Da sind verschiedene Gründe denkbar – je nach persönlicher Situation. Wenn Sie das Bild «gesichtslos» wortwörtlich nehmen: Wo im Alltag kamen einem die Leute «gesichtslos», das heisst, wie eine anonyme Masse oder wie Menschen ohne Persönlichkeit vor? Oder das Bild könnte Ausdruck einer Erfahrung sein, dass man Menschen als unpersönlich erlebt; vielleicht vor allem als anonyme Rolle («die Polizistin», «der Lehrer»).

Warum fühlt sich das Aufwachen manchmal an wie ein Fall aus 100 Meter Höhe?

Eine Erklärung der Traumforschenden ist, dass dies ein Überbleibsel oder Erbe aus unserer Frühzeit der stammesgeschichtlichen Entwicklung ist.

Wenn Sie es psychologisch betrachten wollen: Wichtige Hinweise liefern hier wieder die eigenen Gefühle: Ist grosse Angst im Spiel? Oder fühlt es sich an wie eine weiche Landung aus grosser Höhe? Oder ist es ein Adrenalin-Kick wie bei einem Bungee-Sprung? Je nach Gefühlslage können Sie Ihre Alltagsthemen daraufhin überprüfen: In welcher aktuellen Situation habe ich Angst, tief zu fallen, eventuell zu scheitern? Oder in welcher Lage hebe ich zurzeit ab, spüre zu Vielem grossen Überblick oder Entspannung und Glück und lande dann wieder (abrupt vielleicht?) auf dem Boden alltäglicher Abläufe? Auch hier sind ganz verschiedene Zusammenhänge denkbar.

Sie empfehlen in Ihrem Buch für die Deutung der Träume die Landkarten-Methode, wie funktioniert das? Und was ist das Besondere daran?

Es geht darum, den ganz persönlichen Erinnerungsschnipseln auf die Spur zu kommen. Die Stichworte auf der Landkarte liefern Anhaltspunkte, um die Verbindungen zwischen den Erfahrungen vom Tag und den Bildern des Traums zu finden. Die Bildergeschichte des Traums ist im Grund eine gedankliche Zwischenetappe in Bildern aus dem Schlaf. Nach dem Aufwachen geht es darum, das, was mich im Traum beschäftigte, in Sprache zu fassen und zu ordnen. Das heisst, meine eigene Bildersprache in meine Sprache aus Worten übersetzen.

Dazu brauche ich Zugang zu meinen Erinnerungsstücken aus meinen Erfahrungen. Die Landkarte bietet Orientierungspunkte, um zu diesen Zusammenhängen zu gelangen. Die Bilder des Traums sind immer Zusammensetzungen und sie stammen aus Puzzleteilen von Erinnerungen von all dem, was ich selbst je erlebt habe und aus dem, was mich aktuell gerade beschäftigt.

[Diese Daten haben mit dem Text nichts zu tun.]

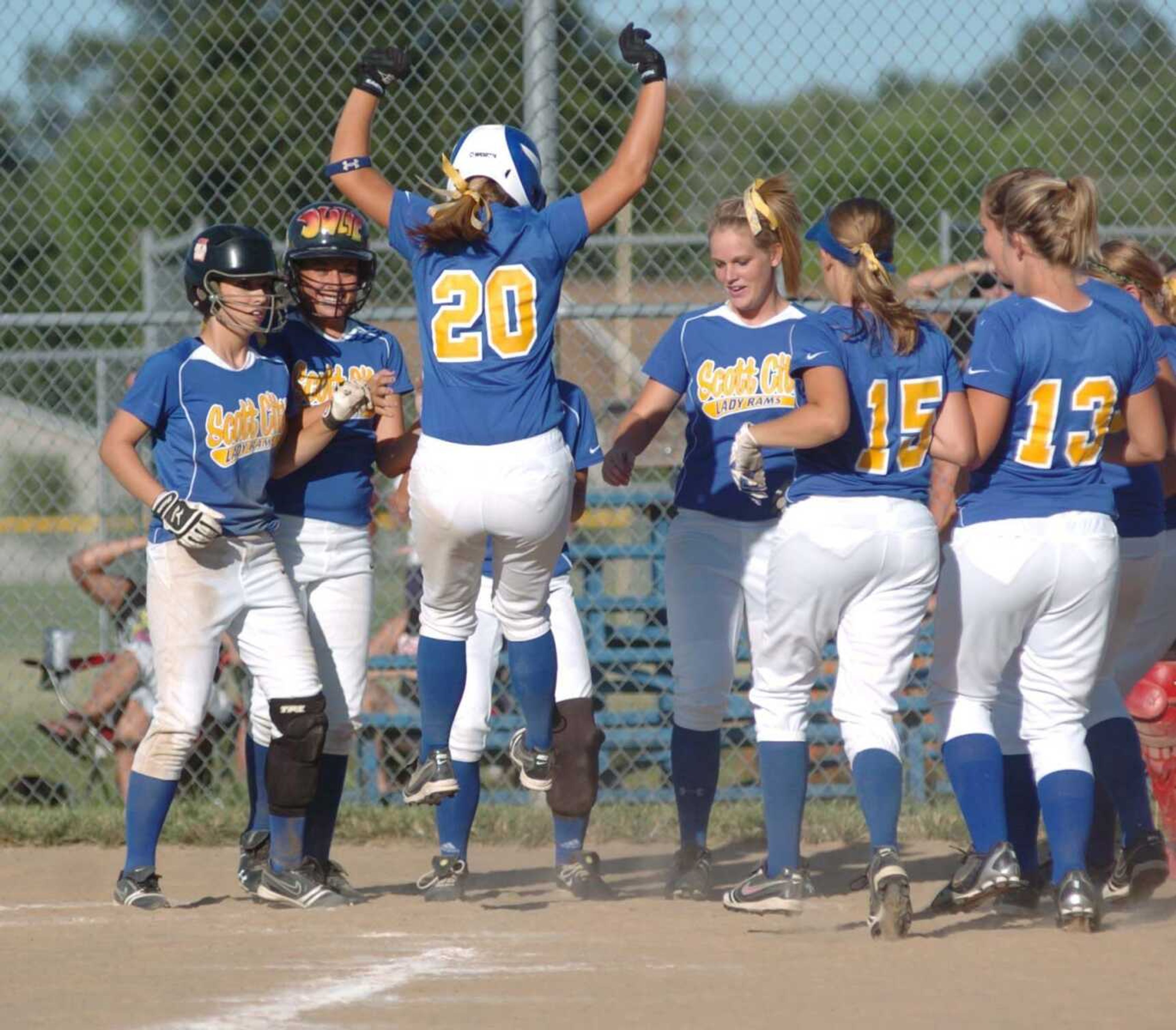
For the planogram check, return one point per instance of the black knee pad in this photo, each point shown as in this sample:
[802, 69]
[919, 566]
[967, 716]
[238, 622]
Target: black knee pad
[577, 742]
[292, 769]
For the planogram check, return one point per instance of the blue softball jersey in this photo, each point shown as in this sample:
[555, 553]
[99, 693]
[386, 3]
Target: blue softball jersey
[1139, 491]
[336, 486]
[487, 319]
[579, 430]
[1064, 373]
[893, 404]
[213, 430]
[729, 373]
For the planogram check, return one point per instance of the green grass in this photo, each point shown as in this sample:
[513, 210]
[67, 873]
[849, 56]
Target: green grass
[206, 824]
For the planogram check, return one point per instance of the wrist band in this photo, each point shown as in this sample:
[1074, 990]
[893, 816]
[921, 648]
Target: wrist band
[346, 165]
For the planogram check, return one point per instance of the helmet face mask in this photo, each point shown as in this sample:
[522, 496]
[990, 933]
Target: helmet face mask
[323, 233]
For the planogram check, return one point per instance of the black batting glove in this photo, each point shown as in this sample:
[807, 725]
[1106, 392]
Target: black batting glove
[380, 67]
[635, 50]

Wenn ich mir selbst Zeit gebe und verschiedenen Themen gedanklich nachhänge, dann gelingt die Verbindung zwischen Bildersprache und unseren verbalen Gedanken zum Alltag. Anhand der Landkarte fragen Sie sich: Was beschäftigt mich gerade tagsüber? Welche Gefühle machte mir der Traum? Woran erinnern mich einzelne Bilder? Welche Formulierungen aus meiner Traumerzählung kann ich wortwörtlich nehmen? etc. – So wird langsam greifbar, welcher Gedankengang Sie in der Nacht beschäftigte und an welcher Lösung für das Problem Sie kombinierten. Besonders schön ist, dass Träume uns oft interessante Hinweise liefern, in welcher Richtung eine Lösung zu finden ist.

Was haben Albträume für einen Sinn?

Albträume beschreiben bildhaft eine schreckliche, überwältigende Erfahrung – die entweder auf reale Ereignisse im eigenen Leben zurückgehen oder auf Befürchtungen, dass etwas Schreckliches (wieder) eintreffen könnte. Es handelt sich um einschneidende Erfahrungen oder um Ängste, die man bisher noch nicht ausreichend einordnen konnte. Interessanterweise sind Albträume, wenn man sich nach dem Erwachen die Geschichte selbst erzählt, des Öfteren sogar nicht einmal klassische «Horrorgeschichten», sondern recht unspektakulär ablaufende Vorkommnisse. (Das kann dazu führen, dass sich die Person für den eigenen Schreck wegen des Traums sogar schämt. Der Albtraum ist aber unbedingt ernst zu nehmen.) Dass sie für die träumende Person – trotz vermeintlich «harmloser» Geschichte ein Albtraum ist, das hängt mit den überwältigenden Gefühlen des Ausgeliefert-Seins und der Angst zusammen. Diese schlimmen Gefühle sind das Kennzeichen für einen Albtraum und nicht die Dramatik der Geschichte. Zentral ist dann, um den Traum zu verstehen, die Gefühle ernst zu nehmen und herauszufinden, was so angsterregend war. Der nächste Schritt ist dann zu überlegen, an welche Situationen aus dem Alltag, an welche offenen Fragen diese Gefühle aus dem Traum erinnern. Sich um Albträume zu kümmern lohnt sich. Denn man unterstützt sich damit selbst, Erfahrungen, die man bisher noch nicht ausreichend einordnen konnte zu verstehen und zu verarbeiten.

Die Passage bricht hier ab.